Qui è intervenuta un’iniziativa politica lanciata da uno dei Fondi interprofessonali del nostro Paese: Fondimpresa, il Fondo interprofessionale costituito da Confindustria, Cgil, Cisl e Uil. In occasione del suo quindicesimo anniversario, Fondimpresa ha sollecitato, con il sostegno delle organizzazioni fondatrici, l’Unione Europea a escludere i piani di formazione continua dal divieto degli aiuti di Stato. Intorno a tale proposta si è coagulato il consenso di un ampio schieramento plurale di natura politica, sindacale e, naturalmente di altre realtà degli enti interprofessionali come, ad esempio, Sistema Impresa, la Confederazione Autonoma Italiana delle Imprese e dei Professionisti.
Il punto fondamentale in cui si palesa l’astrattezza della visione che inscrive la formazione continua tra i vantaggi competitivi delle singole imprese è che il miglioramento delle competenze dei lavoratori è, in concreto, uno strumento che dà agli stessi la facoltà di spendersi meglio nel mercato del lavoro. Le capacità acquisite non vincolano in sé i lavoratori alle imprese. Ne accrescono, in realtà, la capacità di offrirsi ad altre realtà produttive ed eventualmente migliorare la propria condizione.
La formazione continua, in definitiva, promuove il lavoro, incentiva l’occupabilità delle persone, supporta le carriere individuali. È un concetto che si è sviluppato proprio nella continua e frenetica evoluzione del mercato del lavoro. Quello odierno è un mondo del lavoro che ha abbandonato la concezione tayloristica dello stesso lavoro nello stesso posto per tutta la vita. I modelli organizzativi subiscono una rapidissima evoluzione in virtù dei progressi tecnologici e di mercato.
Ma c’è dell’altro. Da un lato abbiamo una forza lavoro che invecchia ed è afflitta dall’obsolescenza delle proprie conoscenze e, perciò, della propria capacità. Dall’altra si manifesta il fenomeno dei Neets, i giovani che non studiano, non si formano e non lavorano.

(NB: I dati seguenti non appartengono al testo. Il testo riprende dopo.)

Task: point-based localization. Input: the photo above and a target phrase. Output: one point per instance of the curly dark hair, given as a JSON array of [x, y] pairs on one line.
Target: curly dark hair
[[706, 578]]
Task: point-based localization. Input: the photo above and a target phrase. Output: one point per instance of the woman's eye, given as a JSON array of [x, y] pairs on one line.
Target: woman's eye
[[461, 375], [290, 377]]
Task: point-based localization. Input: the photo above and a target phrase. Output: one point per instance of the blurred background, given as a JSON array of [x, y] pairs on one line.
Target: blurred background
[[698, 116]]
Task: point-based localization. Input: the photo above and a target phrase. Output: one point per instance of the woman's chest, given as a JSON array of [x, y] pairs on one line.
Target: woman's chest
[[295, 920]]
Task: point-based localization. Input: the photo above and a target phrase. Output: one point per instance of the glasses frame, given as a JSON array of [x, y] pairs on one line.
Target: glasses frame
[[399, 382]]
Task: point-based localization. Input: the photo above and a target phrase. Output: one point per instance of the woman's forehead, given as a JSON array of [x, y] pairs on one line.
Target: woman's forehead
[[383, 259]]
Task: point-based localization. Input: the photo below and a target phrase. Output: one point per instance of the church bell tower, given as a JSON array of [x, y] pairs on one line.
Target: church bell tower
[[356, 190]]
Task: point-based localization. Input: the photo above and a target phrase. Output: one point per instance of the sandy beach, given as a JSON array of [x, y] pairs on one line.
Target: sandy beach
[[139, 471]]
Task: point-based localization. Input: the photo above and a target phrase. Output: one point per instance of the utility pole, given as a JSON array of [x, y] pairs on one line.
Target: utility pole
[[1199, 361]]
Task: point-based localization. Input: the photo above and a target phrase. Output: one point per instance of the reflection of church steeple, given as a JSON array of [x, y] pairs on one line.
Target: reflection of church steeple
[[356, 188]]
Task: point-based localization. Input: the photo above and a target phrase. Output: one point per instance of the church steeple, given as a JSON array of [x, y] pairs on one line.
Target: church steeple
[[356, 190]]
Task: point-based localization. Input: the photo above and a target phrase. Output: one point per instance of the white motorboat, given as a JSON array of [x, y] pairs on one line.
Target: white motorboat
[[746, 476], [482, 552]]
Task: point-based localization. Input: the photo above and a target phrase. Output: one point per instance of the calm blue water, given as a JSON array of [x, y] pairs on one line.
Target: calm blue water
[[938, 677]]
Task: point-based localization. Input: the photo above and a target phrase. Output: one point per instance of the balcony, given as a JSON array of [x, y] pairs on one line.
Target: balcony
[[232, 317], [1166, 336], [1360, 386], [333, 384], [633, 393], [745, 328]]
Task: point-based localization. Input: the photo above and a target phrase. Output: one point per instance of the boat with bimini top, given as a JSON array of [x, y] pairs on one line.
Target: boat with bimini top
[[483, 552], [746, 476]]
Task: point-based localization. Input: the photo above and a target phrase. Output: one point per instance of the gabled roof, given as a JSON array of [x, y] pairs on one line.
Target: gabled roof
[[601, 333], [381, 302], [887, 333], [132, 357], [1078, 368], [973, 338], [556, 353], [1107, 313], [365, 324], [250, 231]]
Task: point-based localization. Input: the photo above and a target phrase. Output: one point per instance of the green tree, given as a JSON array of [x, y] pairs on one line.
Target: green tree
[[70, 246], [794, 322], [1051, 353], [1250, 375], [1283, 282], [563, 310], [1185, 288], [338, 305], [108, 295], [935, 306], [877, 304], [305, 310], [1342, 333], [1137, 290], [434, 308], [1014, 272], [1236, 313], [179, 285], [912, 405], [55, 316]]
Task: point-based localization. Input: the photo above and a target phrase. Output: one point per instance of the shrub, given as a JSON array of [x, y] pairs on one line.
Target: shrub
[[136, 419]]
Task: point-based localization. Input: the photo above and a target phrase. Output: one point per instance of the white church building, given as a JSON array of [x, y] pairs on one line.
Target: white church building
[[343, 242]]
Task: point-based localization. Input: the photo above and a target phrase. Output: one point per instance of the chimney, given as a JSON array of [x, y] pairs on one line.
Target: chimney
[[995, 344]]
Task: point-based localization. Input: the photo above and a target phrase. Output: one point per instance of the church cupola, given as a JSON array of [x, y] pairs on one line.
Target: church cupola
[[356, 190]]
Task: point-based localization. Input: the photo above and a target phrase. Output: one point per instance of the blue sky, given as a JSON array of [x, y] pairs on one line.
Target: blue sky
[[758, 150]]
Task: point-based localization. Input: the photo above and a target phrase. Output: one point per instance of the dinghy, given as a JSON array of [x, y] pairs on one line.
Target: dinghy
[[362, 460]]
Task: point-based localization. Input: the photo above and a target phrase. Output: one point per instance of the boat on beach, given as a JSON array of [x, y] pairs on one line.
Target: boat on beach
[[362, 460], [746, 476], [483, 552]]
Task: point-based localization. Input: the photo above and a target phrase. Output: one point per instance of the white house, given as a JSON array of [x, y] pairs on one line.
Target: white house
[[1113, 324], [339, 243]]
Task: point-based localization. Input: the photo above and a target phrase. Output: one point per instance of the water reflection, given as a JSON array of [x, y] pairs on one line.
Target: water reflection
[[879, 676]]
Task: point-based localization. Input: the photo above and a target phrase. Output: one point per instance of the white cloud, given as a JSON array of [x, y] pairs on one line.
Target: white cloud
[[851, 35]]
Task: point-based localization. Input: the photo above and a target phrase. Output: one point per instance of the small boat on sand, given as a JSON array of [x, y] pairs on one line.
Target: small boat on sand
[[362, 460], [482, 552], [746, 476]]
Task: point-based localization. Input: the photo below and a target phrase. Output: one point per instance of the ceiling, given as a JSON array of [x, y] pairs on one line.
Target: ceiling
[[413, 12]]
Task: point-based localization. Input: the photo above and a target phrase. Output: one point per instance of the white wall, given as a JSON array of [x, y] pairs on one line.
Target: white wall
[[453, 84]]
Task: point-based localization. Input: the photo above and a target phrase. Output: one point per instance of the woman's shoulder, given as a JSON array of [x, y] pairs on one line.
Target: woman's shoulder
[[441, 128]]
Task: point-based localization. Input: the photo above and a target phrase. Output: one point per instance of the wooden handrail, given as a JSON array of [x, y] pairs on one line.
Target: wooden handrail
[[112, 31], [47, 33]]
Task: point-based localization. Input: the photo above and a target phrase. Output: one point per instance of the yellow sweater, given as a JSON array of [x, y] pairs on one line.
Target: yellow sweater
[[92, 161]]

Veniamo al quadro politico che rende logica l’uscita da questa contraddizione. Le Istituzioni europee destinano una parte del Fondo Sociale Europeo alla formazione permanente con l’obiettivo di stimolare l’occupazione nell’ambito dell’Unione. Non a caso, nel solco delle strategie di Lisbona ed Europa 2020, il FSE ha riconosciuto l’apprendimento permanente tra le risorse strategiche di finanziamento della piena occupazione. La formazione continua si iscrive, a sua volta, nell’obiettivo della “crescita inclusiva” previsto dalla Strategia Europa 2020 e dalla “Agenda per le nuove competenze e per l’occupazione” della Commissione Europea. Infine, questi indirizzi corrispondono al “Pilastro europeo dei diritti sociali” del 2017 che stabilisce il diritto di ogni persona all’apprendimento permanente. Ci sono dunque tutte le ragioni logiche, politiche e di policy europee per uscire da questo paradosso. Logica che è sostenuta da un impegno trasversale della politica italiana nei confronti delle Istituzioni dell’Unione in questo senso. È ora che la formazione sia riconosciuta nel suo esclusivo valore sociale e sia liberata dall’improprio stigma di elemento distorsivo della concorrenza.